К счастью, Гугл сразу сообразил, как нужно действовать. В пышущую жаром духовку полетели кухонные полотенца. Подхватив их щипцами, гном открыл дверь и заорал во все горло:
– Горим! Пожар!
И швырнул горящие тряпки в людской поток. Толпа дрогнула и перестала двигаться в сторону портала. Началась сумятица. Хочь, поняв, что происходит, моментально превратился в пожарного – на его голове засияла каска, какую носили еще в начале прошлого столетия.
– Всем срочно покинуть здание! – проорал метаморф в неизвестно откуда появившийся рупор и рукой в большой перчатке указал нужное направление. Ростбиф, забытый поваром на сильном огне, подыграл едким запахом горелого мяса и поползшим по потолку густым черным дымом, отчего сработала пожарная сигнализация, и на людей хлынули потоки воды, разбрызгиваемые сверху.
Исида, услышавшая вопли «Горим, пожар, бежим!», догадалась нажать на тревожную кнопку, и по Заставе разнесся пугающий вой сирены. Все Пскопские, за исключением семерки, прижатой гоблинами к стене, покинули кафе. Как только последний посетитель выбежал за порог, проход закрыла мощная спина каменного Бугера, на которой так и висела забытая всеми картонка с надписью «Санитарный день».
Никто из «спасшихся» не рискнул вернуться и помочь в тушении пожара. Люди разбежались в разные стороны, не понимая, какой черт вообще дернул их зайти в кафе. Ни плавящегося асфальта, ни жары, ни желания смочить горло, только стремление как можно быстрее покинуть странное заведение.

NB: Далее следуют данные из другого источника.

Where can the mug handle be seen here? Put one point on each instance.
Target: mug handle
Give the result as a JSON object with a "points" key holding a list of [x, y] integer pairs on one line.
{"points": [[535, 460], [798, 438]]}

Когда Макар, Хочь и Гугл подлетели в лестнице, ведущей на Предел, то застали там все те же действующие лица, вступившие в дискуссию «Что предпочтительнее для девушки: увидеть у своих ног мертвого врага или ворох цветов?»

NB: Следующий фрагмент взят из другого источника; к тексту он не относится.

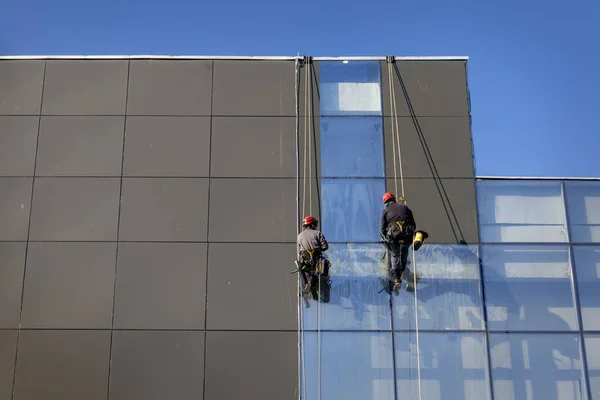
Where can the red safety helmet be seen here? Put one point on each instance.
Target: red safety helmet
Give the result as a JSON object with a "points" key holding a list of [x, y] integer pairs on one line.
{"points": [[387, 196], [308, 220]]}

Аравай–аба остался при своем мнении, и первый труп занял место на лестнице, едва не сбив Исиду.
– Остановитесь! – крикнул Макар. Он еще на кухне снял шапку–невидимку, понимая, что ему все равно придется открыться, чтобы отбить у принца Нату. – Это же люди!
Откуда взялись силы? Он вырвал из лап Аравай–абы свою бывшую любовницу, и та повисла на нем, пытаясь отдышаться. Из ее глаз потекли слезы, и она прохрипела:
– Умоляю, спаси…
– Кто она тебе? – правильно понял порыв Макара Хочь.
– Невеста, – пусть будет ложь, Макар на все пойдет, лишь бы спасти Нату.
– Мне жаль, парень, – пророкотал принц, на глазах превращаясь в зеленого гоблина. – Но это уже не твоя невеста, вернее, не та, что была когда–то. Внутри нее сидит бес.
Ната жалобно всхлипнула и сильнее прижалась к Макару. Только сейчас студент почувствовал, что от девушки не пахнет духами, без которых она себя не мыслила. Создавалось впечатление, что последние дни Ната провела в мусорном баке. Грязная, с растекшейся тушью, вся в синяках, она пыталась поцеловать Макара, шепча невнятные слова.
– Спроси, как ее зовут? – гном стоял наготове, выставив вперед щипцы, словно собирался поймать ими мерзкую тварь, если та вздумает покинуть тело. – Бесы не знают, ведь жертва редко называет себя по имени.
– Назови свое имя, милая, – произнес Макар, молясь всем богам, чтобы она произнесла его.
– Неве–с–с–с–та, – прошипела девушка и, понимая, что проиграла, вцепилась ладонями в лицо Макара, желая завладеть губами, чтобы присосаться к ним.
– Бес сейчас перепрыгнет в его тело! – закричала Исида, и Аравай–аба рывком оторвал девушку от Макара. На лице студента остались кровавые полосы от ее ногтей, а бесовка завыла, чувствуя близкую смерть.
– Ты где броди–ш–ш–шь, Макар? – произнесла закатывающая глаза Ната, когда гоблинский принц сжал на ее горле пальцы. Страшная усмешка исказила ее лицо. – Даже мать не приш–ш–ш–шел хоронить…
– Стойте! – Макар кинулся к гоблину, но тот уже перешагнул закрывающийся портал. Трупы остальных пяти бесов лежали вдоль стены.
– Что она сказала? – Макар обернулся к Исиде, но та отвела глаза. Гугл склонил голову, а Хочь, все еще оставаясь в костюме пожарного, обнял Макара за плечи.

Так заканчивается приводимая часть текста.